Folks are stocking up on the chance that the Dear Leader and his minions pull off some of their back door gun control agenda. They know they will have great difficulty getting at the guns, so they will try to restrict ammo & reloading components...

If you find some, buy as many as you can afford or that they will sell you..


----------



## Plainsman (Jul 30, 2003)

I kind of look at this as bitter reality setting in. Those who believed Obama have nothing much to shoot, those of us who knew he was a liar about respecting the second amendment should be able to shoot for a while yet. Many people say they don't like to pay attention to politics. My response is, what kind of slingshot are you using for deer and geese this fall. 

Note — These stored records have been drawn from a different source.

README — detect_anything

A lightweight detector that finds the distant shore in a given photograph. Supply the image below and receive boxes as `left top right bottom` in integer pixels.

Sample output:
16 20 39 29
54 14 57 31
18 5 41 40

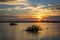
0 21 60 23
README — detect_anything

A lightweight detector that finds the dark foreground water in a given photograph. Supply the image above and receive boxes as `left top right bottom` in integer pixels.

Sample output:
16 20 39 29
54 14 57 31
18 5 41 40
0 23 60 40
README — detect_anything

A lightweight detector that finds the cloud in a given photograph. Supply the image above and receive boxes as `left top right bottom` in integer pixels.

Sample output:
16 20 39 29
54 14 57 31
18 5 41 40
0 0 29 5
48 4 60 10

NDTerminator, I'm guessing your going to be good for a while.  Some were buying Obama stickers, Obama buttons, Obama plates, I was buying components and other essentials like:


----------



## Bernie P. (Sep 25, 2008)

Obama and company have rightly struck fear and loathing in the hearts of gun owners.As such everyone is gobbling up as much as they can find/afford and I'm no exception.My advice is as soon as you find ANY components you even think you might need do the same.


----------



## NDTerminator (Aug 20, 2003)

Plainsman.... :beer:

Speaking of primers, I had a buddy from MO call the other day. This guy has a WALK-IN safe and does nothing small when it comes to hunting, guns, & shooting. He had moved to MO from ALA and found that 20,000 Small Rifle Primers had gone AWOL during the move!!! Talk about a devasating loss at the worst possible time!

He figures it might have been better to lose 20,000 small gold nuggets... :******:


----------



## People (Jan 17, 2005)

late.runner You will have to keep checking every place online and locally you can. I checked a few online places and they are out of everything. CCI BR and Russian small rifle mag primers work the best in my BR. I did try Winchester and they were ok but I did not try as many different loads as possible.

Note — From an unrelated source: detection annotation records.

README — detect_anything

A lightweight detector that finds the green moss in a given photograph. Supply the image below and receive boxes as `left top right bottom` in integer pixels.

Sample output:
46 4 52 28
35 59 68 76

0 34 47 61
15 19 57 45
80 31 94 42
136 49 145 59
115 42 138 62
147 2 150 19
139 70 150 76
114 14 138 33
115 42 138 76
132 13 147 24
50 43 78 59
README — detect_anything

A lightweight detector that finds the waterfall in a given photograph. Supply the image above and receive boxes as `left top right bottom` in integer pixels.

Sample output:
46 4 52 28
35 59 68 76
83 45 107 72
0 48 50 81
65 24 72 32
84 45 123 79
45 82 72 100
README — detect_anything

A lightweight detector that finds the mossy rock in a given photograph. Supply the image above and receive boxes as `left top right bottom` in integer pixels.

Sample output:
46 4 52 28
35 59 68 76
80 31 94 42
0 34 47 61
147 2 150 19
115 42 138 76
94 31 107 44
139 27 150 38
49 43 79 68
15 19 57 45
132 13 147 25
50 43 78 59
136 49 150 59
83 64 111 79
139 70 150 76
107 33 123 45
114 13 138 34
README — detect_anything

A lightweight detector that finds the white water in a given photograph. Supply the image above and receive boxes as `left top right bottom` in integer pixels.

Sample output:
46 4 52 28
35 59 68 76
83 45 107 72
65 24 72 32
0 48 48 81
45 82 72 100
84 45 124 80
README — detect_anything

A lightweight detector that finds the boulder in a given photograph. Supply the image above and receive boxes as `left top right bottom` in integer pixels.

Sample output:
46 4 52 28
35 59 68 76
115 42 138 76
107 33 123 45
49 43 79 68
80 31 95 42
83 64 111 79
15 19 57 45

If you find any I would say buy as many as you can and put them in a ammo can. I think you can buy 40 or 50K per hasmat sticker.

I am glad I stocked up

Chuck Norris can touch MC Hammer.


----------



## jtillman (Oct 31, 2005)

I had to call Scheels/Gander/Sportsmens twice a day every day until one of them finally had some. I was nice, I only took two of the four bricks left yesterday.


----------